Thursday, November 5, 2015

Michigan Record Eagle Press Report

By MICHELLE MERLIN mmerlin@record-eagle.com | Posted 3 hours ago
TRAVERSE CITY — Jurors took less than three hours to decide Traverse City doctors who injected patients with a tainted steroid did not act negligently when they did so.
Jurors in 13th Circuit Court on Thursday ruled in a class-action lawsuit filed on behalf of about 170 local Michiganders who received the injections from Neuromuscular & Rehabilitation Associates of Northern Michigan. Three representative patients had to undergo anti-fungal treatment and were hospitalized multiple times after they were injected with the steroid.
The drug came from the New England Compounding Center, a Massachusetts-based compounding pharmacy that sent the steroid compounds across the country in 2012. Tainted batches of the company's compounds caused an outbreak of fungal meningitis and other infections in at least 20 states that killed more than 60 people.
Tim Dardas, an attorney who represented the doctors, said this was the first case against physicians to go to trial that was related to the NECC steroid recall.
"(The physicians) did what was reasonable, they did what was appropriate, and they did what was in the best interest of their patients," Dardas said.
Robert Sickels, an attorney speaking on behalf of the patients, said during closing arguments the physicians at the practice were to blame for ordering the steroids in bulk from a compounding pharmacy, instead of an FDA-regulated manufacturer.
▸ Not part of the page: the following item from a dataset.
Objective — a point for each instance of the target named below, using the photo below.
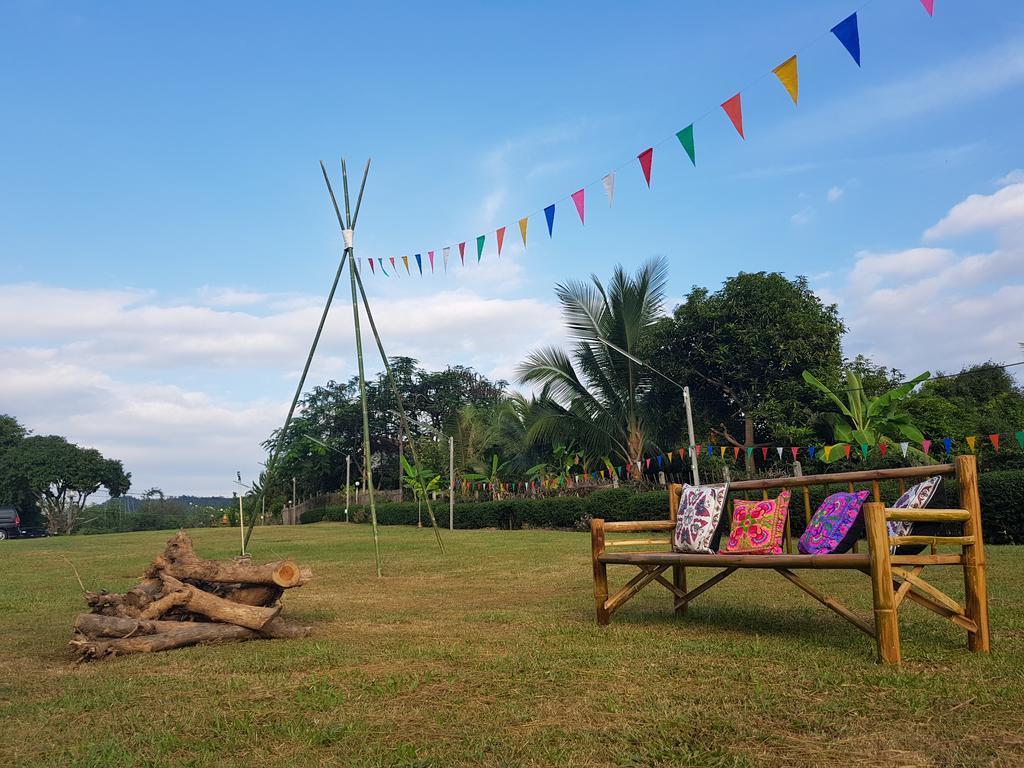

He also said they should have informed their patients they were injecting a preservative-free medicine from a compounding pharmacy into their bodies.
"Had they bought from a manufacturer, none of this would have happened, none of it," Sickels said.
Compounding pharmacies are supposed to produce drugs based on individual prescriptions, not in bulk, he told jurors Thursday.
Sickels asked jurors to award three class representatives between $200,000 and $440,000 for pain and suffering and several thousand more dollars to pay back insurance companies for the patients' medical expenses.
Randy Juip, the attorney for the defendants, said the doctors used the medication for eight years without incident and reasonably relied on regulatory agencies to let them know if something was amiss.
"It would be impossible, impossible to practice medicine if the standard of care required that you investigate the background, investigate the regulatory history, and doubt the reliability of your suppliers,"Juip said.
The jury did not find that the three doctors — Richard Ball, James MacKenzie and Stephen Andriese — acted with negligence that caused injury to their patients.